Not being transgendered myself, I instantly formed similar questions that Will Ferrell asks Harper, but much less silly. For that reason, anyone scared to go into a conversation with a trans person you know: Will & Harper is perfect preparatory text for you to start your journey. The road trip shows early and often how close the bond of these two people are, and why Will has the opportunity to ask these very personal questions of Harper. The questions range from silly bro-ey ones like “do you LOVE those new boobs?” to stuff like “did you always know you wanted to be a woman?”, definitely questions I had and was afraid to ask when I encountered the transgender people I have met in my life. The key, Harper says early on, is Will is clearly coming from a place of support for his friend. Most of the time, we see Ferrell use his celebrity to disarm excited people who meet him and Harper together, acting as a bridge for people in say, a honkytonk in Oklahoma, to have a positive new experience that should “scare” them according to some politicians and news outlets. Will also learns there’s a limit to that power, like at a Texas BBQ restaurant where he outshines the reason he is doing this documentary for a joke. The big takeaway everyone should have from that specific experience is that next day, when he’s instantly mad at himself for not realizing his mistake, and putting his friend into danger by publicly flaunting his journey for the sake of a Will Ferrell bit.

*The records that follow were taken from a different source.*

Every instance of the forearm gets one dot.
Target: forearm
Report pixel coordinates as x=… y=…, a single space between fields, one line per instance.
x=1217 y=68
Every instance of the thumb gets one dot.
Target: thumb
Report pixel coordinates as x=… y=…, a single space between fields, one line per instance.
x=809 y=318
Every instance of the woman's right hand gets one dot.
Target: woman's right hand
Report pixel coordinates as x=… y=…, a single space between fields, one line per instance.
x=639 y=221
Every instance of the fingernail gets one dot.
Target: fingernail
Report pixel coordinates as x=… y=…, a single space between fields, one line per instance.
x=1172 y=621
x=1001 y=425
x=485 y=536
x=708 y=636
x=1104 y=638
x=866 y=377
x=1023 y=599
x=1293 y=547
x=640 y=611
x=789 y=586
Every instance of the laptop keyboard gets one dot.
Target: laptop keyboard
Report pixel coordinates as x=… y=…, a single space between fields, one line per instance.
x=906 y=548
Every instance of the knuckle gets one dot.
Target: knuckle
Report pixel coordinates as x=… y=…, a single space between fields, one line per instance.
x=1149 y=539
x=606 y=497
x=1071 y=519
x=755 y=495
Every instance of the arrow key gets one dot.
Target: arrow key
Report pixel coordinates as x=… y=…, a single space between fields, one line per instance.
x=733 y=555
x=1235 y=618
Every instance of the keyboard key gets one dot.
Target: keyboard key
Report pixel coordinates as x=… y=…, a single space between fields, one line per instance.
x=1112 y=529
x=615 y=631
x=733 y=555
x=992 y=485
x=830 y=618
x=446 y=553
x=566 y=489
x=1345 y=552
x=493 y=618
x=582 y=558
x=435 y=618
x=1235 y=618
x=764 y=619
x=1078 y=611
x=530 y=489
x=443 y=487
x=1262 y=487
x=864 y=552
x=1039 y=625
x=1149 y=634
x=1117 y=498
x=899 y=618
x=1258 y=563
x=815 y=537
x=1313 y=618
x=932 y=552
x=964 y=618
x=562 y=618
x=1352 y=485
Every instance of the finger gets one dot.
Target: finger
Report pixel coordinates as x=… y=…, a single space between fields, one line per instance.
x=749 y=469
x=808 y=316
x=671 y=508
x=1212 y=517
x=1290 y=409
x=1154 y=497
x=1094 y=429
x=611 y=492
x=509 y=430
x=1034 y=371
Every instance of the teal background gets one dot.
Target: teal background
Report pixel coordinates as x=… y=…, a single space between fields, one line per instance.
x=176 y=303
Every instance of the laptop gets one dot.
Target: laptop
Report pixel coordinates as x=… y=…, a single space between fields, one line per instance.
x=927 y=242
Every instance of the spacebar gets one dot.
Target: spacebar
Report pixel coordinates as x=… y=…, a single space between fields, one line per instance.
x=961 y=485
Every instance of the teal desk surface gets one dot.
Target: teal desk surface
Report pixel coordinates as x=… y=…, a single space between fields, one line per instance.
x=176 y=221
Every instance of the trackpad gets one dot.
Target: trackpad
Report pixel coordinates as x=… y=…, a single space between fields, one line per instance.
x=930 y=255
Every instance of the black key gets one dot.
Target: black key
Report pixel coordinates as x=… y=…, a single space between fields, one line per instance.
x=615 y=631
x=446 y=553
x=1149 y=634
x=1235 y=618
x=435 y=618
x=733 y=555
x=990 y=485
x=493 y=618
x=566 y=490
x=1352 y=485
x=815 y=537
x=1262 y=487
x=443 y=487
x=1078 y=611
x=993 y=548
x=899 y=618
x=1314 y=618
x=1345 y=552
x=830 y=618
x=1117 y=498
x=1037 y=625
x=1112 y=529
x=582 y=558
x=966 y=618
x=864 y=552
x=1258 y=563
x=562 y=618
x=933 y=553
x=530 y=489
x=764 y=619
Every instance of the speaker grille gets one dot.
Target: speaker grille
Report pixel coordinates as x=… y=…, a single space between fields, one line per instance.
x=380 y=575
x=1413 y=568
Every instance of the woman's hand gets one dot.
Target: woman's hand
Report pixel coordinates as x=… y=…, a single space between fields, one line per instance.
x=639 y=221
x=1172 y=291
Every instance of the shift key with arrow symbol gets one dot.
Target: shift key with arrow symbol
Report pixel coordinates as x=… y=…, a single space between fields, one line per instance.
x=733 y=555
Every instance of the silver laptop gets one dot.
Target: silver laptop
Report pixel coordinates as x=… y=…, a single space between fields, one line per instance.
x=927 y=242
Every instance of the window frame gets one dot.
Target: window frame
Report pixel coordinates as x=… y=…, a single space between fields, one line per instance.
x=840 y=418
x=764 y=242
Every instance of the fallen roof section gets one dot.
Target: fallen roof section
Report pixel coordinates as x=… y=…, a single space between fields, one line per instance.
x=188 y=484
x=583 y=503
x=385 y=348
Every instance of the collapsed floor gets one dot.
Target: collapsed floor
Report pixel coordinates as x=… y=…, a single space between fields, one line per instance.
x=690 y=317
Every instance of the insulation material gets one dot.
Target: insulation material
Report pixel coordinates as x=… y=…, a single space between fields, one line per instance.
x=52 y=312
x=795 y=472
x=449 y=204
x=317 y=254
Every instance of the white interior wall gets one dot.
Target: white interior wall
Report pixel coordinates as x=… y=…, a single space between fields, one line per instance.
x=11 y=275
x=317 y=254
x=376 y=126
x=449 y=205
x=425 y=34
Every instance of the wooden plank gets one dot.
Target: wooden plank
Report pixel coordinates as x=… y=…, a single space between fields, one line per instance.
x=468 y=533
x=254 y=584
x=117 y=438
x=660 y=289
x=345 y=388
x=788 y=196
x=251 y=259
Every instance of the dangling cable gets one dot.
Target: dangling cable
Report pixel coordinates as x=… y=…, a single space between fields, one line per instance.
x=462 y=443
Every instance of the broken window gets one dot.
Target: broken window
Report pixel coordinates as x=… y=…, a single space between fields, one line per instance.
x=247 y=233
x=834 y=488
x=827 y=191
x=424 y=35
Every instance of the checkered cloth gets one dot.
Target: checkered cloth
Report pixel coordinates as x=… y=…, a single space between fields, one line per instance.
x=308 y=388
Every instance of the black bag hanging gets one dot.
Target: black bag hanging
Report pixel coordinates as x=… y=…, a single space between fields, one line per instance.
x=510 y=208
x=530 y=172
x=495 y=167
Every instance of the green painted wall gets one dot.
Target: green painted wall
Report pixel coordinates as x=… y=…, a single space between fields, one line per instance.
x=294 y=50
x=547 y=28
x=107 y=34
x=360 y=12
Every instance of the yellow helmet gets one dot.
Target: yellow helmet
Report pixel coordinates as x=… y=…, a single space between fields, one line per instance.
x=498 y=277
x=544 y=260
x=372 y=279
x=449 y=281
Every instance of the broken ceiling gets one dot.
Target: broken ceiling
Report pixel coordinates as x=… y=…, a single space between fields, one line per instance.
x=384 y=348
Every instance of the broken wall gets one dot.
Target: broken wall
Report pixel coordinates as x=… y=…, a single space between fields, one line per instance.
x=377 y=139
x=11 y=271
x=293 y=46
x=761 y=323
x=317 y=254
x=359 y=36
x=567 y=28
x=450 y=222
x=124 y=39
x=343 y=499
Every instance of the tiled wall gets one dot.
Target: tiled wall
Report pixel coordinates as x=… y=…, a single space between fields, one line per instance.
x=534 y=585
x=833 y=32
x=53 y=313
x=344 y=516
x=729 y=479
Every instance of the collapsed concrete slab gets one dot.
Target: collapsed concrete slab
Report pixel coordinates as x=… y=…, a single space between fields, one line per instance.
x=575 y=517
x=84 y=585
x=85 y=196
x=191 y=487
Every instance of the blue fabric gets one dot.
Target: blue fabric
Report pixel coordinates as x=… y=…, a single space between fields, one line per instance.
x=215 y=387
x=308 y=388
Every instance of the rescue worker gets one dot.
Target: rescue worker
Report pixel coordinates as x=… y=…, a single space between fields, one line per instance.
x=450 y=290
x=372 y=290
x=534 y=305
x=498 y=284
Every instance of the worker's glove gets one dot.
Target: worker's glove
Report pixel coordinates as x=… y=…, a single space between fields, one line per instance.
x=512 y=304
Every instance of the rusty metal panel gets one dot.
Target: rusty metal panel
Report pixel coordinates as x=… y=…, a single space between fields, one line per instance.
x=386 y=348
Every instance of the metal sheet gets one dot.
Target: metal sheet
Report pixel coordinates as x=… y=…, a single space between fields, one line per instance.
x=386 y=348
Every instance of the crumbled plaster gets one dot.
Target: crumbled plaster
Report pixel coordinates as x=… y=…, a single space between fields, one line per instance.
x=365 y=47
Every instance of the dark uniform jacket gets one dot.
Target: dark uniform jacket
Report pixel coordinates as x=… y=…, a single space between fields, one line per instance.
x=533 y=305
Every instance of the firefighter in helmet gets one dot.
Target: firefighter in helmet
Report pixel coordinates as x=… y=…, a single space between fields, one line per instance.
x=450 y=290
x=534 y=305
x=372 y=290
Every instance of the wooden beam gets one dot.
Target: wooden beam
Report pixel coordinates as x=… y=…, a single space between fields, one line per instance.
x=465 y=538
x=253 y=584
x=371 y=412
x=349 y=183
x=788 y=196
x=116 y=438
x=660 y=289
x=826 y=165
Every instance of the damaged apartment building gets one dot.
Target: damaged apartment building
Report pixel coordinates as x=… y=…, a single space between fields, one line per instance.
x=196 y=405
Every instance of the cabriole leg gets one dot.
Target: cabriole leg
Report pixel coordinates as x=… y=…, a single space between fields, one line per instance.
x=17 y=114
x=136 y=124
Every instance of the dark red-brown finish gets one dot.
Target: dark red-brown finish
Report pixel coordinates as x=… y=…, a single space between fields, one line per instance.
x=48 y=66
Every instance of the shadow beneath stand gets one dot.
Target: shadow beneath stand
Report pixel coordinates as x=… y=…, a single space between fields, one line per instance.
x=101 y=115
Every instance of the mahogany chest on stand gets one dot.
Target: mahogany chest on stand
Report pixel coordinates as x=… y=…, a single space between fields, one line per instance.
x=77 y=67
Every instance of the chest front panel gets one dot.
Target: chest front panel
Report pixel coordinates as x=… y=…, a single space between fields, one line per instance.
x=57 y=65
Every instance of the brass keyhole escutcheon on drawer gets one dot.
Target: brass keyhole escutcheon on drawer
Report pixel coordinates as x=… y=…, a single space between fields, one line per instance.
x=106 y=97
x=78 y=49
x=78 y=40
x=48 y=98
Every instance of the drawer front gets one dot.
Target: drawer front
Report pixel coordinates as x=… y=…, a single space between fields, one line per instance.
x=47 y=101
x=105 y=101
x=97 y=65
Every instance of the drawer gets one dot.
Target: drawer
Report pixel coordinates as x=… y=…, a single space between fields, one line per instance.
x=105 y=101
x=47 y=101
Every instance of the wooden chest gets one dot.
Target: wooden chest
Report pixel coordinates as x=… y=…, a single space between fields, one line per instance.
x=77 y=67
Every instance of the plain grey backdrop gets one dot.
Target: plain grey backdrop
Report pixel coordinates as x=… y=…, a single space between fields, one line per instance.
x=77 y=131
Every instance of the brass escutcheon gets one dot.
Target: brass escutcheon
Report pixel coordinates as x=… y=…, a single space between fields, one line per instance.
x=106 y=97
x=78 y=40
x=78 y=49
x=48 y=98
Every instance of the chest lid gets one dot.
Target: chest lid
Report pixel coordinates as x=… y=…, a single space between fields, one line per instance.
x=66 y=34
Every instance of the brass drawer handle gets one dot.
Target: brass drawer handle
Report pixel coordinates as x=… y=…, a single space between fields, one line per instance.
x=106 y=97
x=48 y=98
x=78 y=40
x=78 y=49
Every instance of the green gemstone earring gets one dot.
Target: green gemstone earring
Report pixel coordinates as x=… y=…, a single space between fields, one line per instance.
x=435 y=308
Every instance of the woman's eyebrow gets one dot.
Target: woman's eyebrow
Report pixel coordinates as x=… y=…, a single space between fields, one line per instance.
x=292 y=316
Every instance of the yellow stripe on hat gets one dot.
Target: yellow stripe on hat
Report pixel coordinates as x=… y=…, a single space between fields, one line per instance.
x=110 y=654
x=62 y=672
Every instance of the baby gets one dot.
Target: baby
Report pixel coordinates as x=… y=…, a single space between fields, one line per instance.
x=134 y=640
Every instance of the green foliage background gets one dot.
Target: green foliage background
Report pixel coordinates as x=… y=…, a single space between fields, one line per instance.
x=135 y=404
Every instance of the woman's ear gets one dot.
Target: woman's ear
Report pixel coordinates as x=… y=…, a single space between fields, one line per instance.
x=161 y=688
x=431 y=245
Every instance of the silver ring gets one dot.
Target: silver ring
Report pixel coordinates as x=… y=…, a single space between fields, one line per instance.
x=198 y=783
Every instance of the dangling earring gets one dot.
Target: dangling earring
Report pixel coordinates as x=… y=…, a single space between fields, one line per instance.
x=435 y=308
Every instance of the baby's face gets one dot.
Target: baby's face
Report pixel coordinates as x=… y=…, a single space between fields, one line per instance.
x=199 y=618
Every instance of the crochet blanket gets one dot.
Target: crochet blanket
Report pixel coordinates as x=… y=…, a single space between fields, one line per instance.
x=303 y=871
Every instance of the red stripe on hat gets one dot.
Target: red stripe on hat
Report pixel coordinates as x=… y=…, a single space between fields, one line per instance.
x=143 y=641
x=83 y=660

And through that wonderful friendship bridge we learn about Harper, and her journey: a journey that I personally have hear similar versions of from other trans people like her. It’s not eye opening early, as Harper starts just being Will’s funny friend cracking jokes and buying every Pringle in a Wal Mart, eating them in chairs in the parking lot outside. But as the road trip deepens, we see some firsts for Harper. First time at a big spectacle sporting event in a more conservative state, first trip to a small town dive bar alone, first visit back home. First memory of happiness at a childhood picture. First sad thoughts from living life as a perpetual lie. First thoughts of suicide. As Will (and by proxy, we) hears Harper’s story, those vague understandings of what a trans person is fade away, into the real person sitting right by his side, forced to deal with all of this alone, and scared, how the world would see her, and her hating herself for it. In a movie with multiple disguises and comedy bits, Harper’s real, raw moments are the reason she deserves co-billing in the title, giving the movie all of its emotional power and heft.
In an interview, Harper Steele said she found out doing this documentary that people’s baseline is kindness. Will & Harper shows that feeling. And in a world where it’s easy to feel layers removed from people via technology, my hope is that Will & Harper’s belief holds true, and that each new person you meet has a baseline of kindness, allowing you to be comfortable being fully yourself, whomever that beautiful person may be.